Since the last decade, researchers have shown considerable interest in the field of IVC. The advancements in integrated circuit technology, efforts to make travel safer and more convenient, and increasing demand for on-the-go connectivity have fuelled the search for better solutions. Channel characterisation plays a pivotal role in developing a high-performance IVC system. A good number of literature dealt with intra-vehicular (iv) channel characterisation in public vehicles. In [
7], authors provided insight into the channel environment in the 5-GHz bands inside an aircraft. The authors designed the channel model by using the root mean square error (rmse) delay spread and coherence bandwidth. Trains are one of the primary public transport vehicles, but train wagons still lack high-capacity wireless networks. In [
8,
9], authors measured and analysed the intra-wagon channel in the 25–40-GHz band and the 60-GHz and 300-GHz bands using the ray tracing (rt) tool. An underground convoy was used for intra-wagon frequency-domain measurements in the 26-, 28-, and 38-GHz bands [
10]. The authors concluded that antenna position and scattering-rich environment are essential in intra-wagon scenarios. The authors also advocated that the waveguide effect and human blockage affect the channel measurements and must be considered while designing the model. In another intra-wagon channel measurement campaign, authors [
11] compared the channel-sounding data with RT in the 300-GHz band. Another extensively used public vehicle anywhere around the world is the bus. In [
12], Semkin et al. constructed a logarithmic, distance-based pathloss model for wearable deployments inside a bus in a 60-GHz band. For the same 60-GHz band, Chandra et al. reported frequency-domain measurements inside the bus. Here, the authors [
5,
13,
14] proposed PDP-based analytical model for mmWave intra-bus wireless channel. Apart from public vehicles, private vehicles like cars and SUVs are the most extensively researched. With the evolution of human-driven to driverless cars and fossil fuel-based to electric vehicles, manufacturers and researchers are working in tandem to provide better safety and the best user experience. In [
15], authors developed a comprehensive simulation framework to estimate frequency-domain channel transfer function in the intra-car scenario for the UWB band. In a similar attempt, authors in [
16] concluded that for UWB band intra-car scenarios, the cluster arrival rate is higher than that of indoor propagation. In contrast, the cluster decay rate is lower than the indoor propagation scenarios. The following articles [
17‐
21] compared the performance of intra-vehicular schemes for UWB and mmWave bands. In [
20], analysed the time of arrival of the packets and concluded that in the absence of human blockage, ranging accuracy is similar in both bands, but in the presence of passengers, ranging accuracy got reduced for the mmWave band, whereas [
17,
18] advocated that the 60-GHz mmWave band performs better than UWB in the intra-car scenario. Authors in the intra-vehicular studies are still running; it is proved that mmWave-based channel characterisation performs better than UWB. Also, the studies are predominantly specific vehicle dependent and cannot be extended to new scenarios.

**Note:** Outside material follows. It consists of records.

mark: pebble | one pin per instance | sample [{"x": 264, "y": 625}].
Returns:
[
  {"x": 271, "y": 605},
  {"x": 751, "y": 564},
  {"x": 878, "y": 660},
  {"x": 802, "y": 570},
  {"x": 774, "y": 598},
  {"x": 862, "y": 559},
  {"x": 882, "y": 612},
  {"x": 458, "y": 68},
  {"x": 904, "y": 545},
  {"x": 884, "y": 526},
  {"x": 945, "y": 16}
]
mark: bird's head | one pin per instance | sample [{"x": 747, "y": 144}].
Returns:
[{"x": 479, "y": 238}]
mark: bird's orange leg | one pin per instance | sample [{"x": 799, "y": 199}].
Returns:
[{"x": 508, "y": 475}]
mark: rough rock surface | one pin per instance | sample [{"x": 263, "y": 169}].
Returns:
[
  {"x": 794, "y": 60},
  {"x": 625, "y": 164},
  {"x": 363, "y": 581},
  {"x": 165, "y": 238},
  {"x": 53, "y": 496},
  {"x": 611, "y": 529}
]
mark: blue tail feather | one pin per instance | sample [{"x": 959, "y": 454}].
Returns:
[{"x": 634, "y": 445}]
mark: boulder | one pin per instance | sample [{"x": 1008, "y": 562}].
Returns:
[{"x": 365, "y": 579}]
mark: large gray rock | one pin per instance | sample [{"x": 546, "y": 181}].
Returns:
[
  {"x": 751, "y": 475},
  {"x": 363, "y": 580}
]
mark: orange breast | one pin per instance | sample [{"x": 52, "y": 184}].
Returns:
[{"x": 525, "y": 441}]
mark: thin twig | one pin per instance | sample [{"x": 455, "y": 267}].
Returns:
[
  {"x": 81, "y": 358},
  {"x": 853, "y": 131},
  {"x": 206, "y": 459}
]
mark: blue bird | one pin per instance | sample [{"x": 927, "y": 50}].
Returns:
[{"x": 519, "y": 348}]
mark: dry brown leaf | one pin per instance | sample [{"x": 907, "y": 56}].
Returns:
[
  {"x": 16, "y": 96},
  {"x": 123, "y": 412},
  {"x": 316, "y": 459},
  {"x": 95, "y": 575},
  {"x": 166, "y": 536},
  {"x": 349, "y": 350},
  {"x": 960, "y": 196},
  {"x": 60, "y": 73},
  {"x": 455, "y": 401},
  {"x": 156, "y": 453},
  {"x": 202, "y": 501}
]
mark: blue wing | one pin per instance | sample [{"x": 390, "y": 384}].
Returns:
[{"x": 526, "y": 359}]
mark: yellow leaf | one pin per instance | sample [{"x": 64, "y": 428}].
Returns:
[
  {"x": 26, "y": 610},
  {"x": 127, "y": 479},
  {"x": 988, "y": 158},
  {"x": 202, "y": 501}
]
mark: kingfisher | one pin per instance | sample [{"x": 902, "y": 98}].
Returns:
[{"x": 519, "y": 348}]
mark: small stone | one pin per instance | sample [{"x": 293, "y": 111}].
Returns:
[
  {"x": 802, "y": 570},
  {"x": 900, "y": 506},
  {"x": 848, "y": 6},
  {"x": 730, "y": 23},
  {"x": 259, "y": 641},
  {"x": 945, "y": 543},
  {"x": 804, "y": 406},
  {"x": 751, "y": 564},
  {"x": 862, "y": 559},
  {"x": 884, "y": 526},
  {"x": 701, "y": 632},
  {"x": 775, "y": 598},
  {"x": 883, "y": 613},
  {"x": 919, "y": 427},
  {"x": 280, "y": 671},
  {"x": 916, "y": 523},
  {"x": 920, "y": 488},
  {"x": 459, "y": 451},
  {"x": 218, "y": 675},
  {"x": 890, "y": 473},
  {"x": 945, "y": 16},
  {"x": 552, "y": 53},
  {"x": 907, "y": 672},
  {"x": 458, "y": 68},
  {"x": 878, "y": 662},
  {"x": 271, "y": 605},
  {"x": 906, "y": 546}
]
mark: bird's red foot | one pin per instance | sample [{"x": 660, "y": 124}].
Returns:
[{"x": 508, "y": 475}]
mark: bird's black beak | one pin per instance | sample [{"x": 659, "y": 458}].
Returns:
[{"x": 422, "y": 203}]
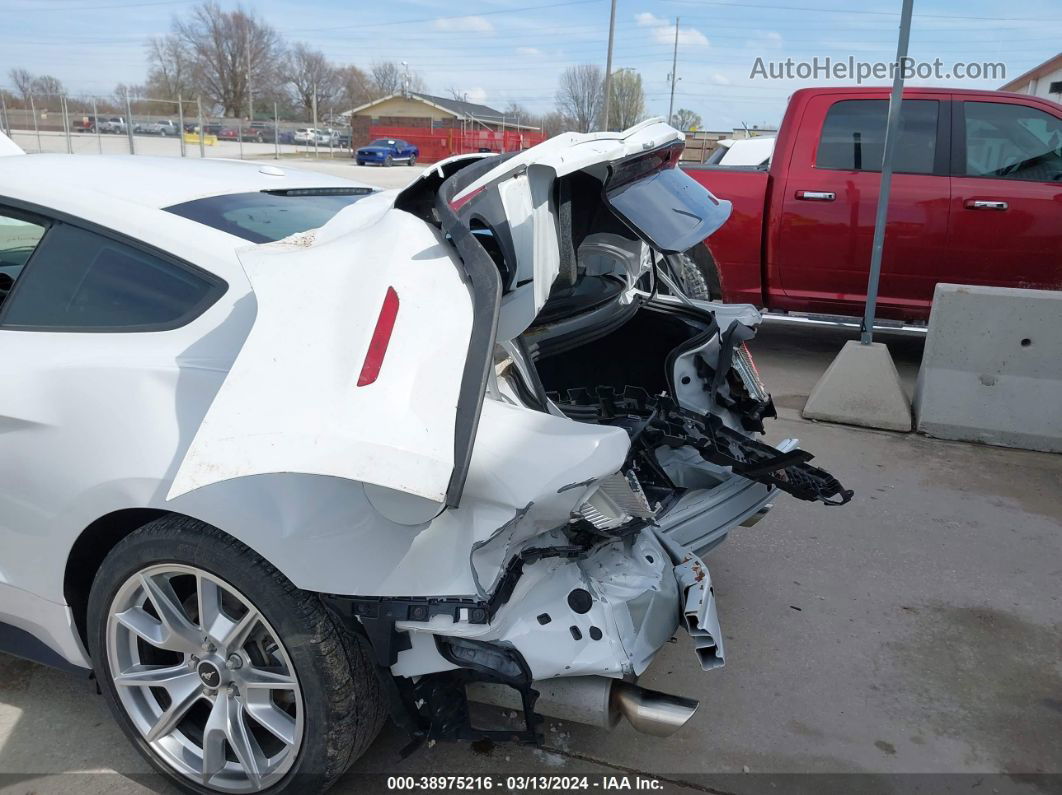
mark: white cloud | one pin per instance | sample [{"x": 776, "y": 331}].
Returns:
[
  {"x": 476, "y": 24},
  {"x": 663, "y": 31},
  {"x": 765, "y": 40},
  {"x": 647, "y": 20},
  {"x": 687, "y": 36}
]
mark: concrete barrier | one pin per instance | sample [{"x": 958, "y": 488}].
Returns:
[
  {"x": 209, "y": 140},
  {"x": 992, "y": 367}
]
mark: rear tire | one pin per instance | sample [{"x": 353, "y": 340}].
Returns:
[
  {"x": 699, "y": 274},
  {"x": 324, "y": 695}
]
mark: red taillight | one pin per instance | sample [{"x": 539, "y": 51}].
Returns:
[
  {"x": 457, "y": 204},
  {"x": 378, "y": 345}
]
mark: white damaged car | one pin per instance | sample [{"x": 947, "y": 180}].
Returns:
[{"x": 281, "y": 455}]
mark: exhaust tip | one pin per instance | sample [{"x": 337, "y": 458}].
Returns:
[{"x": 650, "y": 711}]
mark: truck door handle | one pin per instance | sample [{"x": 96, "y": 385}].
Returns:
[{"x": 978, "y": 204}]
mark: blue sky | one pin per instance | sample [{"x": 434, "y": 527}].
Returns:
[{"x": 513, "y": 50}]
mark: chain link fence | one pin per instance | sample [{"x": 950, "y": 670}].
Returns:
[{"x": 62, "y": 123}]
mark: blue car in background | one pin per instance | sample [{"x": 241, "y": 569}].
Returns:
[{"x": 387, "y": 152}]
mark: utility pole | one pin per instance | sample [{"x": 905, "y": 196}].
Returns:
[
  {"x": 66, "y": 124},
  {"x": 891, "y": 134},
  {"x": 314, "y": 121},
  {"x": 129, "y": 121},
  {"x": 181, "y": 125},
  {"x": 674, "y": 66},
  {"x": 199, "y": 107},
  {"x": 276, "y": 133},
  {"x": 607, "y": 69},
  {"x": 96, "y": 126},
  {"x": 36, "y": 127},
  {"x": 251, "y": 101}
]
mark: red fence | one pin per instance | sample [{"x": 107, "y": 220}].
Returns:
[{"x": 435, "y": 144}]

Machine learning is expected to extract channel characteristics and design and estimate a channel model much better than conventional methods. An overview of the ML-based framework for channel characterisation and modelling was provided in [
22]. The article advocated the use of reinforcement learning for channel modelling in autonomous vehicles and further emphasised searching for more generalisable schemes. Indoor channel sounding at 100 GHz was analysed by [
23]. The authors proposed fingerprint-based feature extraction from PDP and then the application of various ML algorithms to design a channel model. A hybrid approach of physics based and data driven to generalise the site-specific through-vegetation scenarios was proposed in [
24]. The authors proved that ML could estimate the complex mmWave channel parameters accurately based on the channel geometric configurations and
\(T_X\)‐
\(R_X\) positions. In the articles [
25‐
29], the authors elaborated on the use of ML in other application domains justifying the use of ML-based schemes in mmWave channel characterisation and channel modelling. In the articles [
6,
30], the authors provided an extensive survey for the application of ANN-based artificial intelligence in channel characterisation and channel modelling. The authors in [
31‐
33] provided a step-by-step tutorial for optimising the neural network followed by the application of MLP-based ANN and convolutional neural network to extract channel characteristics and used the trained model for channel modelling.
The use of artificial intelligence and machine learning (AI/ML) techniques in the context of vehicular networking is relatively recent concepts. In [
34], the authors vouched for combining AI and blockchain to realise a mobile-edge-platooning cloud platform. Advanced ML techniques, such as deep reinforcement learning (DRL) and long short-term memory (LSTM), have been successfully applied in [
35] and [
36], respectively. Although advanced AI/ ML techniques yield better results, the trade-off is the complexity, implementation time and real-time operation. In our work, we used a simple feedforward ANN-based multilayer perceptron instead and showed that considerable accuracy could also be achieved with such an introductory model.